Lo que más agradece Félix, sin embargo, es su feliz reencuentro con el Mediterráneo: «En Valencia me podía pasar semanas sin verlo; ahora lo tengo a trescientos metros de mi casa y me encanta levantarme temprano para contemplar el amanecer, o para ayudar con la barca a uno de mis mejores amigos, que es pescador. Estas cosas, claro, no las entienden mis amigos de antes. Aquí estoy en contacto con un grupo muy interesante de gente: casi todos han vivido antes en la ciudad y valoran mucho todo esto».
Cuando llega el verano, eso sí, Félix huye de Denia porque no soporta tener que vérselas «con viejos clientes en chanclas y bañador». Alquila su chalé a un buen precio, y por mucho menos encuentra siempre alguna casa rural en la sierra alicantina, «que tiene rincones maravillosos a los que aún no llega nadie».
Santiago Martín Barajas es otro «urbanita» que decidió cambiar de aires a principios de los noventa: de Madrid a Sevilla la Nueva, ni muy lejos ni muy cerca.
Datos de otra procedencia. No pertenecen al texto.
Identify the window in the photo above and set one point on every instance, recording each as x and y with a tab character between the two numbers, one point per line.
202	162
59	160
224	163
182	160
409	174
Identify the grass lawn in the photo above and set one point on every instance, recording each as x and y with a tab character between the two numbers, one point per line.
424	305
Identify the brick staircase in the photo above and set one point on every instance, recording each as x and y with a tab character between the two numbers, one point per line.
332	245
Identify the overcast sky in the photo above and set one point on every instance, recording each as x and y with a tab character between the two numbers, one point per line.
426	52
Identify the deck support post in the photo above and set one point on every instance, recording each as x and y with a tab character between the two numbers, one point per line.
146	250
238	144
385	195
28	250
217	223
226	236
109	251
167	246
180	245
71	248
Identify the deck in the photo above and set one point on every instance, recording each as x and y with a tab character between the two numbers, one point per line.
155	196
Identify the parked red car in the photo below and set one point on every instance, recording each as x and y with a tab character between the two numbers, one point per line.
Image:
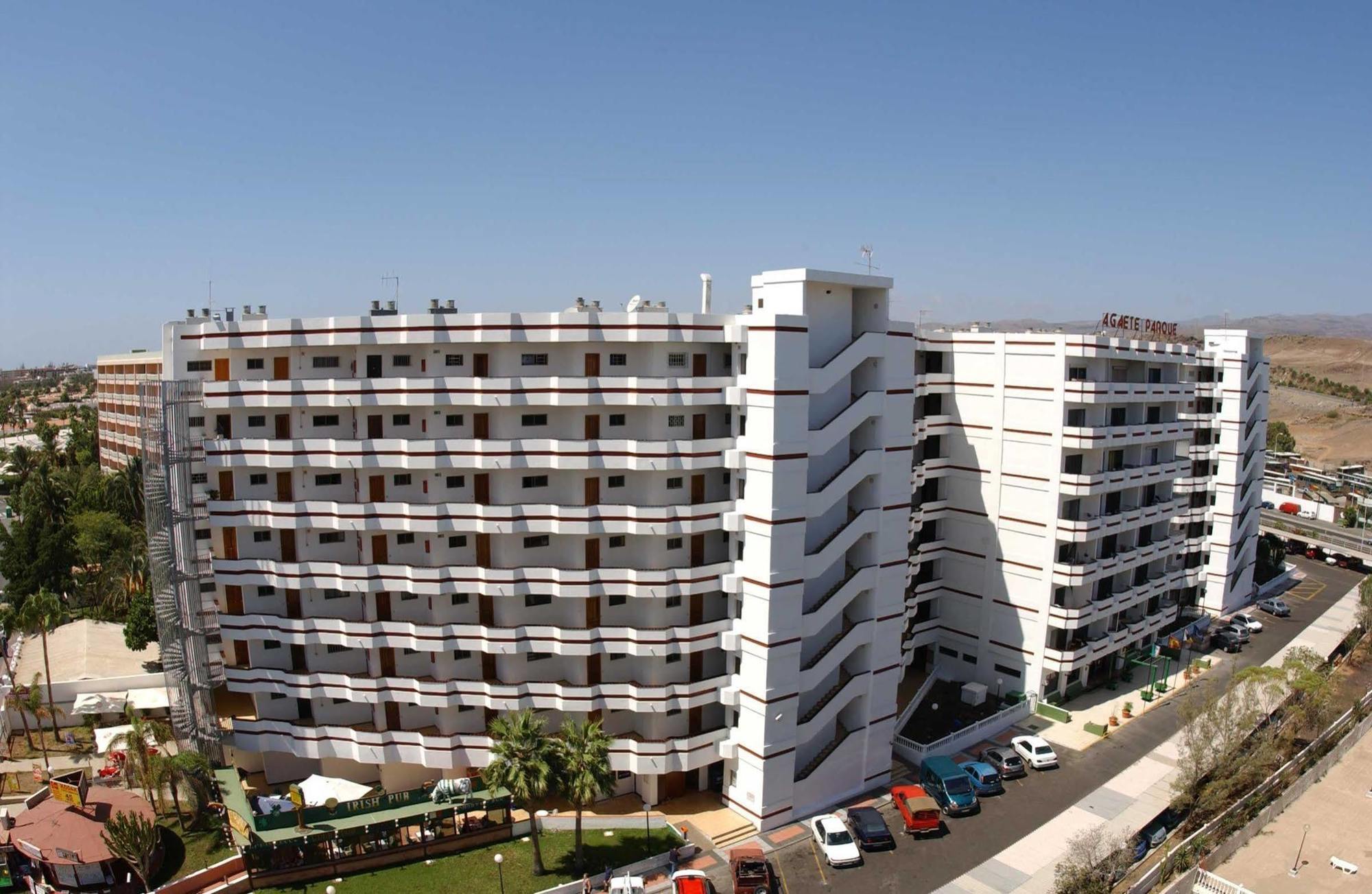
919	811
Siete años después, casado y con un hijo, se considera un privilegiado por poder otear todos los días el bosque, ver planear a las águilas y dormirse escuchando a los mochuelos, en lugar del motor de los coches.
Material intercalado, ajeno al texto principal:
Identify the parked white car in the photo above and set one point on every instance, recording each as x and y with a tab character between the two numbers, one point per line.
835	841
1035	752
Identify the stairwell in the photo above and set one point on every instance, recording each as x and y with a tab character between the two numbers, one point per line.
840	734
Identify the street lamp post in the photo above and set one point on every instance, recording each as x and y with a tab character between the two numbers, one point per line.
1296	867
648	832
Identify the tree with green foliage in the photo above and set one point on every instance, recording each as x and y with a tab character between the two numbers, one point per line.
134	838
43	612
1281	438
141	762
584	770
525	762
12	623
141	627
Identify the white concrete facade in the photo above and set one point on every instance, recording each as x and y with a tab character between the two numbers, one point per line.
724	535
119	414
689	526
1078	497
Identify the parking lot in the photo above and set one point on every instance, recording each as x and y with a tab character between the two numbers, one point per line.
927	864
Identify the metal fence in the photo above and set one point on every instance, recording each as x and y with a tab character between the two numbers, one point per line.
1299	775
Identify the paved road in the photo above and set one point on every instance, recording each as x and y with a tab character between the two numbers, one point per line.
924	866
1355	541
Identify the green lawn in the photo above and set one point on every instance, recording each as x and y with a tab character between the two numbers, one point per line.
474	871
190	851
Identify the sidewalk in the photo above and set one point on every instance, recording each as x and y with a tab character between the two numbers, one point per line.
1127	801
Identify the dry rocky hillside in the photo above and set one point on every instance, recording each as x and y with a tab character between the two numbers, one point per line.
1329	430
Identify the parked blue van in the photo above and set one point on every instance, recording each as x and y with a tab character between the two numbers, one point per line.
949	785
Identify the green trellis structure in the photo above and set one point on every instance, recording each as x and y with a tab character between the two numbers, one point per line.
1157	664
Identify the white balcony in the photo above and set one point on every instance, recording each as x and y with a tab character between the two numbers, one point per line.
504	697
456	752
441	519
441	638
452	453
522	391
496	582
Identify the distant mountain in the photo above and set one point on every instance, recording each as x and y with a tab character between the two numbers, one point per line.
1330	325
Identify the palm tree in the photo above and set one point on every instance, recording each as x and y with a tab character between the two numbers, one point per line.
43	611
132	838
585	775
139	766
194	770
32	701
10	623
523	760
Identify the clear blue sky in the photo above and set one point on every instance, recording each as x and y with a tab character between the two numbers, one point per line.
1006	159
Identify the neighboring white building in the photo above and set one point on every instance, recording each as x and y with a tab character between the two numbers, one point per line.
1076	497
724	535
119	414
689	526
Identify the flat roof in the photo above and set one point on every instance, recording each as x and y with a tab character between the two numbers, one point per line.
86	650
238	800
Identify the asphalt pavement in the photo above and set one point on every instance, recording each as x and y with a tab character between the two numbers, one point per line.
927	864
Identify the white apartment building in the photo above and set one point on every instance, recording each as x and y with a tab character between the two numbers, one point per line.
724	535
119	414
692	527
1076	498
Trabaja casi todo el tiempo desde casa, elaborando estudios de impacto medioambiental, y baja a Madrid dos veces a la semana por razones de fuerza mayor (es presidente de la asociación ecologista Coda)... «Viviendo en un pueblo son muchas las preocupaciones que desaparecen, casi todas relacionadas con el coche: el riesgo permanente de atropellos, las carreras para llegar de un lugar a otro, la busca desesperada de aparcamiento. En casa tenemos un jardín con un pequeño huerto, y nosotros mismos reciclamos la basura orgánica».
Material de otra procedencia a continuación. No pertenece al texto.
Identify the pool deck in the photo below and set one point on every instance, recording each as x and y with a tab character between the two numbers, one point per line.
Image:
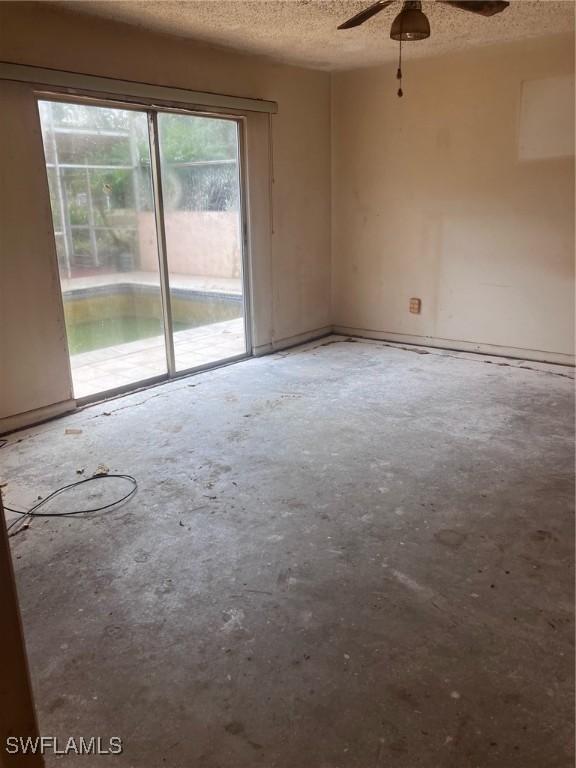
123	364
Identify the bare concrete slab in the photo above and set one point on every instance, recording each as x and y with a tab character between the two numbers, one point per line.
348	555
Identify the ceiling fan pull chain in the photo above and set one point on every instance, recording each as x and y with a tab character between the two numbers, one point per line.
399	73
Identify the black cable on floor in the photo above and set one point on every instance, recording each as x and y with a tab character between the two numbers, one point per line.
33	511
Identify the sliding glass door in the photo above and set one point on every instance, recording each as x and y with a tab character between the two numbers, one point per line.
201	195
149	243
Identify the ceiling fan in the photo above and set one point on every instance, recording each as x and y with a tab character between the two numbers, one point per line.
411	24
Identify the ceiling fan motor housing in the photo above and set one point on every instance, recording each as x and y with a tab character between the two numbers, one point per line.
411	24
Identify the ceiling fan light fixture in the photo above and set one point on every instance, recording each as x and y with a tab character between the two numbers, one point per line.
411	23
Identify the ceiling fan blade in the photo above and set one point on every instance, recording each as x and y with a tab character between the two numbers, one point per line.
482	7
366	14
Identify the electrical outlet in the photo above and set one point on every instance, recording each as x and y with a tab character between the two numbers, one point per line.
415	306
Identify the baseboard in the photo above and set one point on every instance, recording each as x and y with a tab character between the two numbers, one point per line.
496	350
36	416
291	341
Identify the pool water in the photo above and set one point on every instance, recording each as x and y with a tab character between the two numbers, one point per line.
114	315
110	331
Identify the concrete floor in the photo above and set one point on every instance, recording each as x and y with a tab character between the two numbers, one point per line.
346	555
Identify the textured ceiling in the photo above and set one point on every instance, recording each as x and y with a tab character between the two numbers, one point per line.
304	31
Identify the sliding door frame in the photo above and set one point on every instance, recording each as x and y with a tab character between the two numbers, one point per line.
153	108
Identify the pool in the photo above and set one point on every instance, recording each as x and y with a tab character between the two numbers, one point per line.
108	315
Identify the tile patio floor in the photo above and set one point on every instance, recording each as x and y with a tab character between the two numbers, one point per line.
117	366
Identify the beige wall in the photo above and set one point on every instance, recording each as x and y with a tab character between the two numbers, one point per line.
460	193
206	243
291	279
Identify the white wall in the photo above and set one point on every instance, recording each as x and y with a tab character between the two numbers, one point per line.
460	193
291	281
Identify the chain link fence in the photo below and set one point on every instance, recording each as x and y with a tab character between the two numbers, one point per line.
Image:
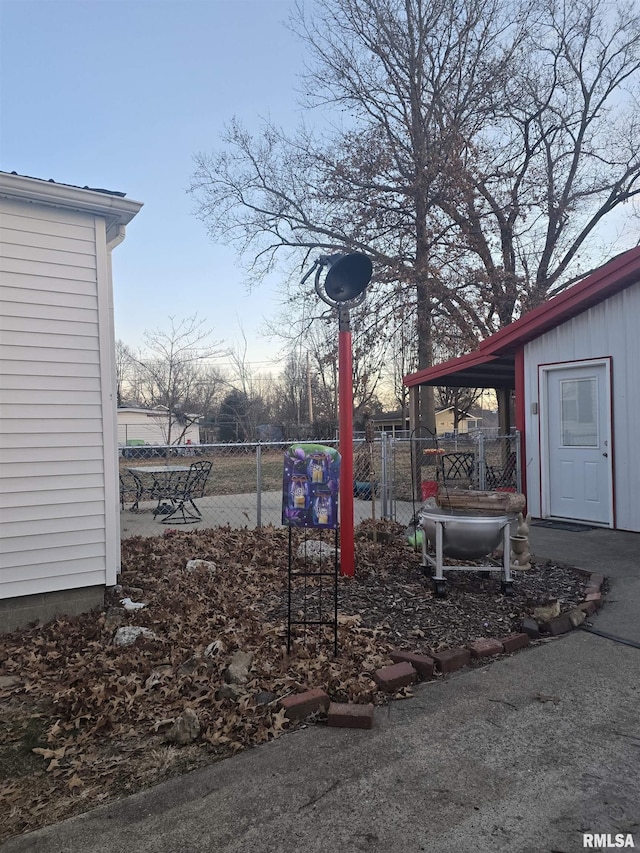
240	485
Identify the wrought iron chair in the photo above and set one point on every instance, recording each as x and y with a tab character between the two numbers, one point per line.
130	486
457	468
182	489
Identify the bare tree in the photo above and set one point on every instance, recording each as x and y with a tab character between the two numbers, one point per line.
173	371
124	372
482	142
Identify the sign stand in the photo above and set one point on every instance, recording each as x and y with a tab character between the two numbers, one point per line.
310	489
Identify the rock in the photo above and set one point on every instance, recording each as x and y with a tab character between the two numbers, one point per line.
237	671
317	551
531	628
129	634
135	592
157	676
115	617
185	729
546	611
215	648
577	617
265	697
197	565
229	691
128	604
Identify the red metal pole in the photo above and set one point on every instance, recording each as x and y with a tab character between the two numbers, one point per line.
345	424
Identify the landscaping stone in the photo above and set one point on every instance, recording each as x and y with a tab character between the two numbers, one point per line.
301	705
422	664
485	647
452	659
115	617
395	676
514	642
127	635
546	611
229	691
559	625
185	729
576	616
196	565
238	670
347	715
214	649
135	592
531	628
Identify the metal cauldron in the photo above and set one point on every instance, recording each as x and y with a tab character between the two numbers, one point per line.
464	536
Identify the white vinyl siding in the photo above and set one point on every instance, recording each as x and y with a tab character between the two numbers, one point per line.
52	446
609	329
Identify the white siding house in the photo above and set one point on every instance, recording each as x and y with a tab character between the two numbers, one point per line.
59	525
574	365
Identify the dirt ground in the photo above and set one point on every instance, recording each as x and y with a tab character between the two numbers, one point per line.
85	721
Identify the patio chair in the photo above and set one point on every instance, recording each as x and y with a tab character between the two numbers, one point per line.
457	468
130	486
182	489
502	478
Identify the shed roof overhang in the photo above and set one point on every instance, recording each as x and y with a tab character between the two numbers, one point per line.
474	370
492	365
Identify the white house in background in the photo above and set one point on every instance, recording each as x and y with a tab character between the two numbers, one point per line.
574	364
59	521
151	426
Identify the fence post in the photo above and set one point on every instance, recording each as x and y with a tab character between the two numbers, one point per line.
392	479
259	484
384	475
482	464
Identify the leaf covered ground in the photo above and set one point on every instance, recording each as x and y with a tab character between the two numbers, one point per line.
85	721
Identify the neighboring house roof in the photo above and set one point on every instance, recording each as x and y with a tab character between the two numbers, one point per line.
117	210
493	363
62	184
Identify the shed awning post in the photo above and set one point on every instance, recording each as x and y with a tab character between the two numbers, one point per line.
503	396
414	427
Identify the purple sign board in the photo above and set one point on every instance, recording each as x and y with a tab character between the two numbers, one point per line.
310	486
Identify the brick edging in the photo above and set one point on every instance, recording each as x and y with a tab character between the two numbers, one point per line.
408	666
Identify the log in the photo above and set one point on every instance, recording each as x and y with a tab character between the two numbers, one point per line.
494	502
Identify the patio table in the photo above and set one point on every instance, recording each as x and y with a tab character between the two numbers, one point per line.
165	483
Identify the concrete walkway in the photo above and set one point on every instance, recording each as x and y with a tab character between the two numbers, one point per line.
521	756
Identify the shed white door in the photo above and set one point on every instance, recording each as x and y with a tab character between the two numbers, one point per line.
579	443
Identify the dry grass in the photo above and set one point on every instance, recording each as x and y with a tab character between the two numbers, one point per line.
86	721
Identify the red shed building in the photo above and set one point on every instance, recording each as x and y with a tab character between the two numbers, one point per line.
574	365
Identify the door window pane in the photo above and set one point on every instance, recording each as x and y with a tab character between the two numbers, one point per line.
579	416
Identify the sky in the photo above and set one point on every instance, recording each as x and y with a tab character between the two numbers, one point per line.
120	94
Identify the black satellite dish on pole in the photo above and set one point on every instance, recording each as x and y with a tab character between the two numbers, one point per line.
344	288
347	276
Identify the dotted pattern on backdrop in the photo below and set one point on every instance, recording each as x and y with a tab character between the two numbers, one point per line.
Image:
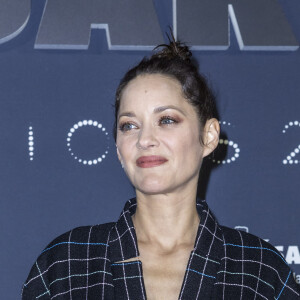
230	143
73	129
290	158
30	143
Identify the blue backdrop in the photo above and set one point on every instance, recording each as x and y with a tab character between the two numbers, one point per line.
59	169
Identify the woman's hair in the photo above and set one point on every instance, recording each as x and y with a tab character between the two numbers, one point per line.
174	60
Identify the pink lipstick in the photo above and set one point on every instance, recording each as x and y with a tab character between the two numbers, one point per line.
150	161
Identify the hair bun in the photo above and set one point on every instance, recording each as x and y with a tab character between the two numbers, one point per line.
173	50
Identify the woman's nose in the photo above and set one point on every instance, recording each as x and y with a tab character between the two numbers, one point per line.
147	138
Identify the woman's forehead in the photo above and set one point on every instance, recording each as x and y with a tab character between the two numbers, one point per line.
153	90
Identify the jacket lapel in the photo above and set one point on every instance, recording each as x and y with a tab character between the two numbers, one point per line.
127	277
205	259
202	268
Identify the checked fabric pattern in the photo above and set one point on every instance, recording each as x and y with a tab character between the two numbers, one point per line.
84	263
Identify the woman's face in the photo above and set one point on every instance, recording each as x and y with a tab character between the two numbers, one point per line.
158	136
La falta de servicios y el mayor control social son tal vez los dos mayores inconvenientes de vivir en un lugar como Sevilla la Nueva (tres mil habitantes), «aunque a la larga pesan más las ventajas». La suya ha sido una elección a medio camino entre el campo y la urbanización del extrarradio: «Creo que es absurdo dar el salto de la ciudad a sitios tan superpoblados como Majadahonda. Para mí, la solución está en esos pueblos pequeños que aún quedan a treinta o cuarenta kilómetros de la ciudad».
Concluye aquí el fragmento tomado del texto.